Elapsed time is 21.334361 seconds.
Elapsed time is 21.275991 seconds.
Elapsed time is 21.582602 seconds.
Elapsed time is 21.093408 seconds.
Elapsed time is 21.305413 seconds.
Elapsed time is 21.482931 seconds.
Elapsed time is 21.327842 seconds.
Elapsed time is 21.120969 seconds.
Elapsed time is 21.701752 seconds.
Elapsed time is 21.117268 seconds.
Elapsed time is 21.384318 seconds.
Elapsed time is 21.359225 seconds.
Elapsed time is 21.911570 seconds.
Elapsed time is 21.086259 seconds.
Elapsed time is 21.263040 seconds.
Elapsed time is 21.472175 seconds.
Elapsed time is 21.561370 seconds.
Elapsed time is 21.330314 seconds.
Elapsed time is 21.546260 seconds.
Generally SVD is a difficult to paralellize routine. You can check here that with a high end Tesla card, the speedup is not very impressive.
You have a GTX460 card - Fermi architecture. The card is optimized for gaming (single precision computations), not HPC (double precision computation). The Single Precision / Double Precision throughput ratio is 12. So the card has 873 GFLOPS SP / 72 GFLOPS DP. Check here.

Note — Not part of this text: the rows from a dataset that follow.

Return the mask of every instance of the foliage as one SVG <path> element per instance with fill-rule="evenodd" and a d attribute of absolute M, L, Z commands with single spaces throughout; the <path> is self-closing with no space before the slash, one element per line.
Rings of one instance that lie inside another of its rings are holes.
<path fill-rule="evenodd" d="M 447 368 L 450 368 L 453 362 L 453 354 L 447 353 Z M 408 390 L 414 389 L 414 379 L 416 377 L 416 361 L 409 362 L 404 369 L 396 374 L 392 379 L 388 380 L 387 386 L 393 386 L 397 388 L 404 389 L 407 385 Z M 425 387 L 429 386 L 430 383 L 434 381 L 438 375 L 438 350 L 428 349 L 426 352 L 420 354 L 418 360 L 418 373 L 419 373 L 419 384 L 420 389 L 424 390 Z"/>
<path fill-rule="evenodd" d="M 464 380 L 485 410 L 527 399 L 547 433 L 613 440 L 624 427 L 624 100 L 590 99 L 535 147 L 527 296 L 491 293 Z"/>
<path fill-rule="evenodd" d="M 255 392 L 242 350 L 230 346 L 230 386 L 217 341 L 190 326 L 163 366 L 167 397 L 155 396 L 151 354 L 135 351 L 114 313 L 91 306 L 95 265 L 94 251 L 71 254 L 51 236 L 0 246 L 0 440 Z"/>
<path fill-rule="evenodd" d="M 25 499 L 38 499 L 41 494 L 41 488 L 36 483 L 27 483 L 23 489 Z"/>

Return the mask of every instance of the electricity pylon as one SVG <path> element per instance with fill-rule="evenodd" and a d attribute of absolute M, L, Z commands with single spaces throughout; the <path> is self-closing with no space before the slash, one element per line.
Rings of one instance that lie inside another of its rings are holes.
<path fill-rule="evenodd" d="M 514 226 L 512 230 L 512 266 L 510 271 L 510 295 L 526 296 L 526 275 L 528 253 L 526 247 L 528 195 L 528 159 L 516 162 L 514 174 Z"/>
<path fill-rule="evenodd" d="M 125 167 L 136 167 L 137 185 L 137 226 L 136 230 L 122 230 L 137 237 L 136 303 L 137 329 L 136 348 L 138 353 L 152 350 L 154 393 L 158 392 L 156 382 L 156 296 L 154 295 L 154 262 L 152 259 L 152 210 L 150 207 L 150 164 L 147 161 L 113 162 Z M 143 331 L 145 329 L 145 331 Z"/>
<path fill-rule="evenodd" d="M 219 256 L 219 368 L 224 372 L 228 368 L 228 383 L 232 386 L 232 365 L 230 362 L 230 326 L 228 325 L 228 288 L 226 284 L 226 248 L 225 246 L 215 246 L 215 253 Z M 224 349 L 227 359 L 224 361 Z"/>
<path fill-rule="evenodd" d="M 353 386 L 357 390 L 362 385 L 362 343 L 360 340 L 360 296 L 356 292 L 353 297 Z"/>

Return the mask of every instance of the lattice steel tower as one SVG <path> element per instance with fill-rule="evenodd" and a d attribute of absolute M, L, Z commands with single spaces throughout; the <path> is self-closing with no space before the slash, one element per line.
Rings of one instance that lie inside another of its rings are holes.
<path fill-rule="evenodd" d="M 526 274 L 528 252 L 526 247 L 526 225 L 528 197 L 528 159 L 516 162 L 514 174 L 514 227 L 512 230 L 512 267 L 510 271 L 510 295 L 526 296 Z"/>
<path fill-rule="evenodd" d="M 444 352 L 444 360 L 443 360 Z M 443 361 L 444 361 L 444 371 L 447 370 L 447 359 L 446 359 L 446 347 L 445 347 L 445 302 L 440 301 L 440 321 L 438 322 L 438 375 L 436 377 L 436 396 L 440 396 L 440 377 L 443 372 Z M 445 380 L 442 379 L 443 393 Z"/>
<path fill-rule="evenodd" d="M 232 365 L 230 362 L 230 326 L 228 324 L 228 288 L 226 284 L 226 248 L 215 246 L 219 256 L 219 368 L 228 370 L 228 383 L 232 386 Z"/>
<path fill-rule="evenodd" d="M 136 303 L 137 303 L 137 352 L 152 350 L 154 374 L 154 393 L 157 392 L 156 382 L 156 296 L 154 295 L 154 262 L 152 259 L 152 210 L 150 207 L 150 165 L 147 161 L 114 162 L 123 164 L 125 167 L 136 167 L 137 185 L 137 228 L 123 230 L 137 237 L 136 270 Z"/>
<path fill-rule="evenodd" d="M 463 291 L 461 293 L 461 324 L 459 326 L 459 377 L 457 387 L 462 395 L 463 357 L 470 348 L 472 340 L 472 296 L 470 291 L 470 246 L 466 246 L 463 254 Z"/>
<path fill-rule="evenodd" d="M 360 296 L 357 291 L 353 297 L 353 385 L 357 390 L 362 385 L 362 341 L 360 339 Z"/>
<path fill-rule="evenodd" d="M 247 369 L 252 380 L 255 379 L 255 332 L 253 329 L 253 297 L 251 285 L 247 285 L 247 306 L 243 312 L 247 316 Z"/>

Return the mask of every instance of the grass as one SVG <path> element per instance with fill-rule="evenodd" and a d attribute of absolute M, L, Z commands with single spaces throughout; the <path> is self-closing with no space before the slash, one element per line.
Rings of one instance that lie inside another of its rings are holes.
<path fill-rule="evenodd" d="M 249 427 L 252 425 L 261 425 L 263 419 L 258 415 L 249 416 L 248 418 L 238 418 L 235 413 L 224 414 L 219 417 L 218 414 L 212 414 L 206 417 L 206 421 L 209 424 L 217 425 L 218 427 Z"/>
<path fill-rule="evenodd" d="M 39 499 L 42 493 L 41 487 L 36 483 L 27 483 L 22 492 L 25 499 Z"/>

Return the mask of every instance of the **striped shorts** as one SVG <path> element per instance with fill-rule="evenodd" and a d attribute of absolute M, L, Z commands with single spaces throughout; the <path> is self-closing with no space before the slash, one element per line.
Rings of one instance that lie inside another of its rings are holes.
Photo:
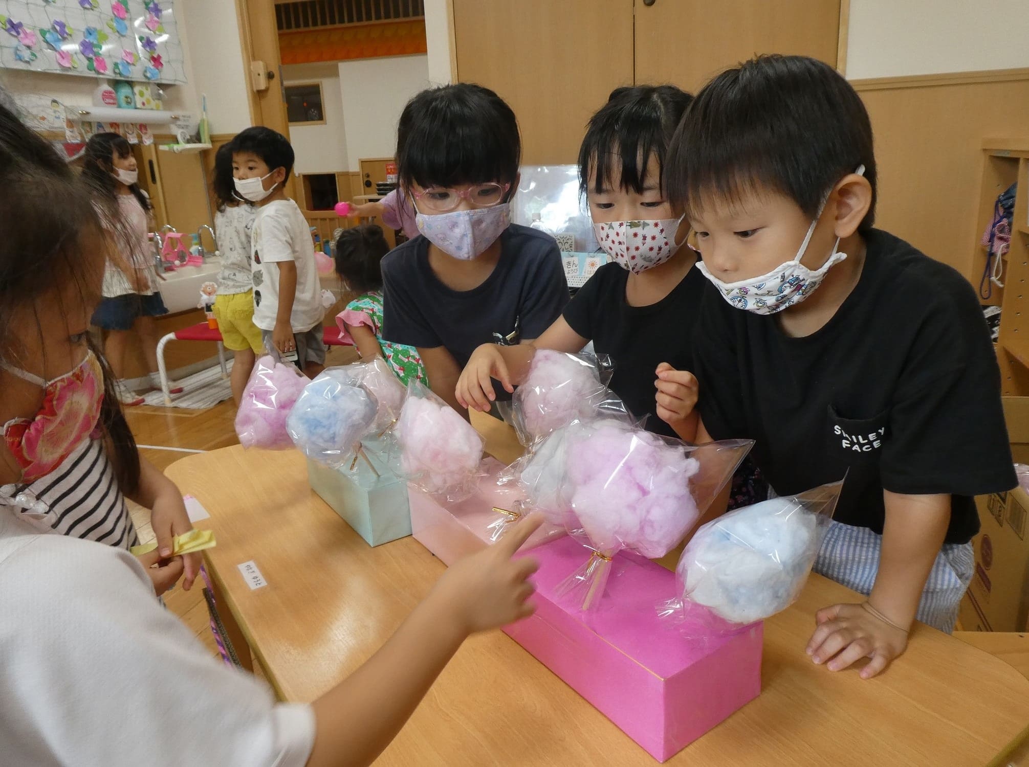
<path fill-rule="evenodd" d="M 867 527 L 830 522 L 814 571 L 867 596 L 879 573 L 882 547 L 883 537 Z M 974 565 L 975 555 L 970 542 L 944 544 L 932 563 L 915 617 L 951 633 Z"/>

So if the Md array uses double precision elements, then the computation on it would be rather slow. Also there's a high chance that when calling the CPU routine, all CPU cores will get utilized, reducing the possible gain of running the routine on the GPU. Plus, in the GPU run you pay time for transferring the buffer to the device.
Per Divakar's suggestion, you could use Md = single(Md) to convert your array to single precision and run the benchmark again. You can try and go with a bigger dataset size to see if something changes. I don't expect to much gain for this routine on your GPU.
Update 1:
After you posted the results, I saw that the DP/SP time ratio is 2. On the CPU side this is normal, because you can fit 2 times less double values in SSE registers. However, a ratio of only 2 on the GPU side means that the gpu code does not make best use of the SM cores - because the theoretical ratio is 12. In other words, I would have expected much better SP performance for an optimized code, compared to DP. It seems that this is not the case.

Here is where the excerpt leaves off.